Alors que les investissements dans de nouveaux projets pétroliers diminuent, la production de pétrole des cinq principales compagnies énergétiques européennes devrait chuter de plus de 15 % pour passer sous la barre des 6 millions de barils par jour (bpj) d'ici 2030, après avoir atteint un pic d'environ 7 millions de bpj en 2025, selon les données de Bernstein Research.

La société britannique BP a déclaré qu'elle réduirait sa production de pétrole de 40 %, soit environ 1 million de barils par jour, d'ici 2030 par rapport aux niveaux de 2019. Shell a déclaré que sa production de pétrole atteindrait son maximum en 2019, tandis que Eni a indiqué que sa production plafonnerait en 2025.

La transition énergétique battant son plein, les investisseurs ont accueilli favorablement le regain d'intérêt pour leurs rendements. Après avoir été à l'avant-garde de l'extraction du pétrole et du gaz pendant plus d'un siècle, du forage au Moyen-Orient à la production en eaux profondes, les majors pétrolières ont l'habitude de verser des milliards de dollars dans des projets énormes et complexes qui ont dépassé le budget et le calendrier, ce qui a conduit à une décennie de mauvais rendements après 2010.

"Les stratégies de transition énergétique sont de mieux en mieux définies, mais les investisseurs n'achèteront pas une histoire au vu des échecs du passé. Les entreprises devront donc prouver qu'elles peuvent mettre en œuvre ces stratégies de manière efficace et rentable", a déclaré Alasdair McKinnon du Scottish Investment Fund.

LE TEMPS DES RÉCOLTES

Une partie de la production pétrolière restera un combustible clé dans la transition énergétique et la production de gaz naturel devrait augmenter, car des pays comme l'Inde et la Chine cherchent à substituer le gaz au combustible fossile le plus polluant, le charbon.

Dans le même temps, les grandes compagnies pétrolières européennes réorientent leurs dépenses vers les énergies renouvelables, telles que l'énergie éolienne et l'énergie solaire, en promettant que les rendements de leurs activités à faible émission de carbone seront équivalents, voire supérieurs, à ceux du pétrole et du gaz à long terme.

Cela contraste avec les entreprises américaines, où Exxon et Chevron sont restées à l'écart des énergies renouvelables.
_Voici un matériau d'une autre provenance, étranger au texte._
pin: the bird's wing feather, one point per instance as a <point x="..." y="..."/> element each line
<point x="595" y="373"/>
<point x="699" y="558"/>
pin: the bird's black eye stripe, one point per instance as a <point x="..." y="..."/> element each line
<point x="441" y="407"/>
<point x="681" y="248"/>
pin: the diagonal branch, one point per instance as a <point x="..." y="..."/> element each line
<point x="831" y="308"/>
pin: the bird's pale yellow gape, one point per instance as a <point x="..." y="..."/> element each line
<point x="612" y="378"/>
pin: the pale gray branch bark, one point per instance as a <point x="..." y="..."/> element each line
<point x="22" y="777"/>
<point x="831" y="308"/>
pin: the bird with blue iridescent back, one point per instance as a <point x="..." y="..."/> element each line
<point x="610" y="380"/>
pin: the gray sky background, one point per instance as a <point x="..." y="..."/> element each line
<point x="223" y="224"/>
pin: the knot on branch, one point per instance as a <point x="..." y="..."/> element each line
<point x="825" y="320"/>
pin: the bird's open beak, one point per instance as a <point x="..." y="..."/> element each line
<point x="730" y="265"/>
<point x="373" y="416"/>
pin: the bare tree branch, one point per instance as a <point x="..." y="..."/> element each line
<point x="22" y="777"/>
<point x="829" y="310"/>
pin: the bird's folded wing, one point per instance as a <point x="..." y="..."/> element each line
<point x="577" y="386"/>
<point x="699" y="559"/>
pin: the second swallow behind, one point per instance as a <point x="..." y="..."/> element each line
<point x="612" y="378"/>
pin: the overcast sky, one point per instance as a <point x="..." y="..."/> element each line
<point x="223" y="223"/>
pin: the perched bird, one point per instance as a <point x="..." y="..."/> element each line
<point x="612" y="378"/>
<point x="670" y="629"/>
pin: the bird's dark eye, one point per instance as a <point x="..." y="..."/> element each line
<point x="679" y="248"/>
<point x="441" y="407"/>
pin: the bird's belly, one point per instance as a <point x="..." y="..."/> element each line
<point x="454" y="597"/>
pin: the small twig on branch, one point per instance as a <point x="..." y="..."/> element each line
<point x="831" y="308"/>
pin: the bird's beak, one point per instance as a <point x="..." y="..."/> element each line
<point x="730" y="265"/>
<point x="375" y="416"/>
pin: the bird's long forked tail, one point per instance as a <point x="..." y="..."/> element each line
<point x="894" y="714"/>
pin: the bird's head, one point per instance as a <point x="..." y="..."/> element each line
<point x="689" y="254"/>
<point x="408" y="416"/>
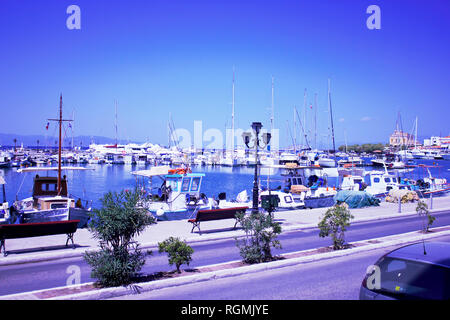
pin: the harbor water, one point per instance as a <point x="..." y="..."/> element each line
<point x="91" y="185"/>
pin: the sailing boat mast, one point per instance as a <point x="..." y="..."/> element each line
<point x="271" y="117"/>
<point x="60" y="121"/>
<point x="315" y="121"/>
<point x="59" y="147"/>
<point x="331" y="117"/>
<point x="232" y="123"/>
<point x="415" y="140"/>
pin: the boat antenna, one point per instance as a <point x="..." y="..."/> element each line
<point x="60" y="120"/>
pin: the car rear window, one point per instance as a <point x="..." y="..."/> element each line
<point x="413" y="280"/>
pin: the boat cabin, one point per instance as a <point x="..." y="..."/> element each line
<point x="45" y="193"/>
<point x="189" y="183"/>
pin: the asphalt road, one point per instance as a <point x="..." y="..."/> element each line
<point x="44" y="275"/>
<point x="330" y="279"/>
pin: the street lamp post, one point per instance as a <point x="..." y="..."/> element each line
<point x="256" y="126"/>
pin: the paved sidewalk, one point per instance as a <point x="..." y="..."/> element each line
<point x="52" y="247"/>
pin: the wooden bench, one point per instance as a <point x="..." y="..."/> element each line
<point x="28" y="230"/>
<point x="215" y="214"/>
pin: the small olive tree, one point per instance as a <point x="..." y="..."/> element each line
<point x="261" y="234"/>
<point x="334" y="223"/>
<point x="179" y="252"/>
<point x="115" y="225"/>
<point x="422" y="210"/>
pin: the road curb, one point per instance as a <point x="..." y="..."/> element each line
<point x="108" y="293"/>
<point x="51" y="256"/>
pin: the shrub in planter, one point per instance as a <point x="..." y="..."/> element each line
<point x="115" y="225"/>
<point x="261" y="234"/>
<point x="179" y="252"/>
<point x="334" y="223"/>
<point x="422" y="210"/>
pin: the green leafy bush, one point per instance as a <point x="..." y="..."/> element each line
<point x="422" y="210"/>
<point x="334" y="223"/>
<point x="261" y="234"/>
<point x="179" y="252"/>
<point x="115" y="225"/>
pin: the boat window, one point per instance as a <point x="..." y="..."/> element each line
<point x="49" y="187"/>
<point x="58" y="205"/>
<point x="195" y="184"/>
<point x="185" y="184"/>
<point x="173" y="184"/>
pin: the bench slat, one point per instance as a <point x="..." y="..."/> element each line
<point x="28" y="230"/>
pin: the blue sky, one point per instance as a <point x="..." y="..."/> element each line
<point x="156" y="57"/>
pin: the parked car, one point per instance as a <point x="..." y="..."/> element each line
<point x="416" y="271"/>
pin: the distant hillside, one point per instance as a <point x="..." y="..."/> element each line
<point x="32" y="140"/>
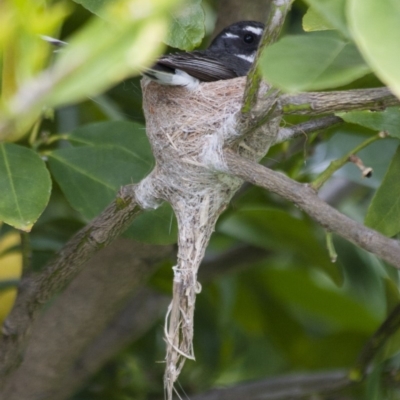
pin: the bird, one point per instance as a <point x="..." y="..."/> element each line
<point x="229" y="56"/>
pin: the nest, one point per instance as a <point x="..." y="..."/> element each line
<point x="188" y="130"/>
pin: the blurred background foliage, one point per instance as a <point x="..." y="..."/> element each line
<point x="73" y="133"/>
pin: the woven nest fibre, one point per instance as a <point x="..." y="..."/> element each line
<point x="188" y="130"/>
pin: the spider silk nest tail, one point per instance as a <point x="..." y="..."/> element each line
<point x="188" y="130"/>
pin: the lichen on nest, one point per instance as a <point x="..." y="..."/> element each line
<point x="188" y="130"/>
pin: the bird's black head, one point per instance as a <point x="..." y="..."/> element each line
<point x="240" y="39"/>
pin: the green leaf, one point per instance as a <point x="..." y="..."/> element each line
<point x="123" y="135"/>
<point x="375" y="28"/>
<point x="331" y="14"/>
<point x="313" y="61"/>
<point x="347" y="137"/>
<point x="276" y="229"/>
<point x="187" y="29"/>
<point x="106" y="156"/>
<point x="94" y="5"/>
<point x="25" y="186"/>
<point x="388" y="120"/>
<point x="8" y="284"/>
<point x="312" y="21"/>
<point x="104" y="52"/>
<point x="301" y="290"/>
<point x="384" y="211"/>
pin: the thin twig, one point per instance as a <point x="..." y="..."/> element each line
<point x="305" y="197"/>
<point x="316" y="103"/>
<point x="340" y="162"/>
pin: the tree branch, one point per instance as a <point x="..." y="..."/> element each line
<point x="283" y="387"/>
<point x="316" y="103"/>
<point x="80" y="315"/>
<point x="34" y="291"/>
<point x="307" y="127"/>
<point x="307" y="199"/>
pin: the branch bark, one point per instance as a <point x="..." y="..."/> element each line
<point x="79" y="316"/>
<point x="284" y="387"/>
<point x="316" y="103"/>
<point x="307" y="199"/>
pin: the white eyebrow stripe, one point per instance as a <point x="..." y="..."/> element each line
<point x="227" y="34"/>
<point x="257" y="31"/>
<point x="247" y="58"/>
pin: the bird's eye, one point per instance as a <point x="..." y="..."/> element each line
<point x="248" y="38"/>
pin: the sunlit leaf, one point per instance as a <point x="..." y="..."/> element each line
<point x="384" y="211"/>
<point x="24" y="186"/>
<point x="101" y="54"/>
<point x="377" y="155"/>
<point x="312" y="21"/>
<point x="187" y="28"/>
<point x="276" y="229"/>
<point x="313" y="61"/>
<point x="388" y="120"/>
<point x="94" y="6"/>
<point x="375" y="28"/>
<point x="331" y="13"/>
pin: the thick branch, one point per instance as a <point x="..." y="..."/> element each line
<point x="79" y="315"/>
<point x="307" y="199"/>
<point x="315" y="103"/>
<point x="37" y="290"/>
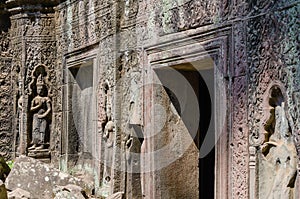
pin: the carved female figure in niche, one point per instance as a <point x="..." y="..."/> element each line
<point x="41" y="106"/>
<point x="278" y="169"/>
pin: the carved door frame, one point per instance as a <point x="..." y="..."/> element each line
<point x="186" y="47"/>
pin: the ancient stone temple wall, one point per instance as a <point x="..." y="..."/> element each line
<point x="115" y="82"/>
<point x="6" y="104"/>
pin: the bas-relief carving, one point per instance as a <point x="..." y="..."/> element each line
<point x="277" y="158"/>
<point x="39" y="115"/>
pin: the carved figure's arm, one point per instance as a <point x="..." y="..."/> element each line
<point x="48" y="109"/>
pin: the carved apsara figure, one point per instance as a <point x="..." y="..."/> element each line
<point x="41" y="106"/>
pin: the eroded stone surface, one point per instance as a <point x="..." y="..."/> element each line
<point x="19" y="193"/>
<point x="38" y="178"/>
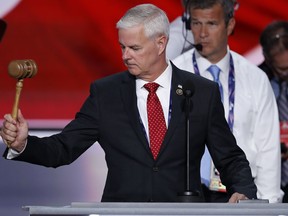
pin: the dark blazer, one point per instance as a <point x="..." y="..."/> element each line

Le directeur général de Chevron, Mike Worth, a déclaré que les énergies renouvelables "ne génèrent pas les rendements à deux chiffres que les investisseurs souhaitent".

La forte baisse déjà constatée des investissements dans les nouveaux développements pétroliers par les entreprises européennes ces dernières années a contribué à faire grimper les prix du pétrole à long terme, dans l'attente d'une offre inférieure à la demande.

"Une telle prudence pourrait soutenir les prix des hydrocarbures, car la demande d'énergie semble devoir continuer à croître... et l'offre pourrait être restreinte, d'autant que les sources d'énergie renouvelables et alternatives ne semblent pas encore prêtes à prendre le relais de la charge de base", a déclaré Russ Mould, directeur des investissements de la plateforme en ligne AJ Bell.

La demande de pétrole devrait atteindre un pic autour de 2030 selon l'Administration américaine d'information sur l'énergie.

"Les dirigeants du secteur pétrolier sont conscients de la pression de l'opinion publique, de leurs responsabilités environnementales et de l'opprobre que pourrait susciter tout nouveau chantier d'envergure", a déclaré M. Mould, ajoutant que les entreprises résisteront à la tentation de relancer la production.

Le directeur général de Shell, Ben van Beurden, a déclaré que la société envisageait le long terme et que, même si elle souhaitait profiter des prix élevés du pétrole, "nous n'avons pas l'intention d'investir massivement dans un marché en hausse, car nous pensons que lorsque nous pourrons commencer à récolter, nous aurons à nouveau dépassé ce pic".

La stratégie de l'Europe sera un test, a déclaré M. Cook de BP Capital Fund.

Il est difficile de dire qui a raison quant au rythme de la transition. Le temps nous dira si l'Europe est allée trop vite.